Why do we do it, and how can we stop
So why – and how – do we waste time and what can we do about it? It seems that the main distraction causing us to waste time is (you guessed it) the internet – not specifically social media, although that does feature as a time waster. Interestingly enough, people who responded to the survey suggested work related activities such as unnecessary meetings or dealing with annoying colleagues also contributed to the time wasting they were referring to.
While a significant number of the respondents to a survey thought that taking short breaks (to check their Facebook pages?) actually increased productivity, 20% of people wasted time because they were uninterested in their job, and others stated a lack of incentive or low pay as a reason to waste time – laziness presumably preventing them from applying for other?

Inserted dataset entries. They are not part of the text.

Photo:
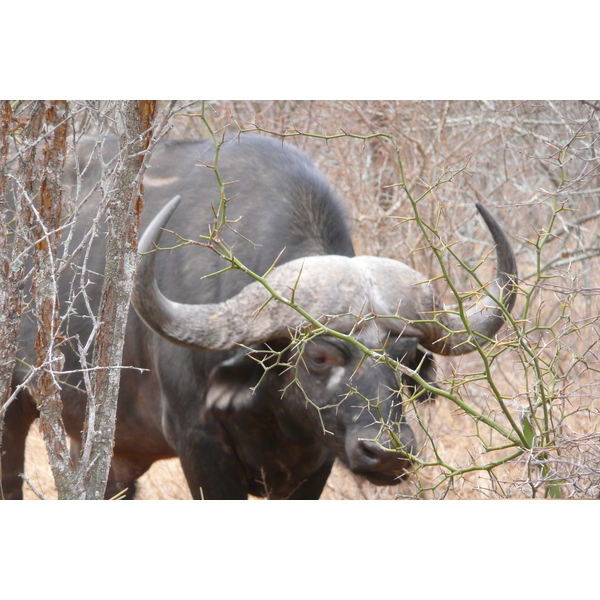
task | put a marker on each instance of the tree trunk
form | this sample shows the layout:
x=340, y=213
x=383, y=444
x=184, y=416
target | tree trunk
x=124, y=210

What is the effect on business?
Moreover, so what does this mean for business? Well, in July 2014, the British rate of productivity was a staggering 21% lower than the rest of the G7 group of countries. There have been several reports of unemployed Brits turning their nose up at work in favour of remaining on benefits because the work available – sandwich making for supermarkets, for example – is just too hard.
It seems that to motivate the British workforce; we need to offer more challenging roles and incentivise people to perform. Bad management and a lack of motivation are all factors contributing to this culture of laziness, but perhaps we all have a responsibility to tackle our own laziness both at home and at work.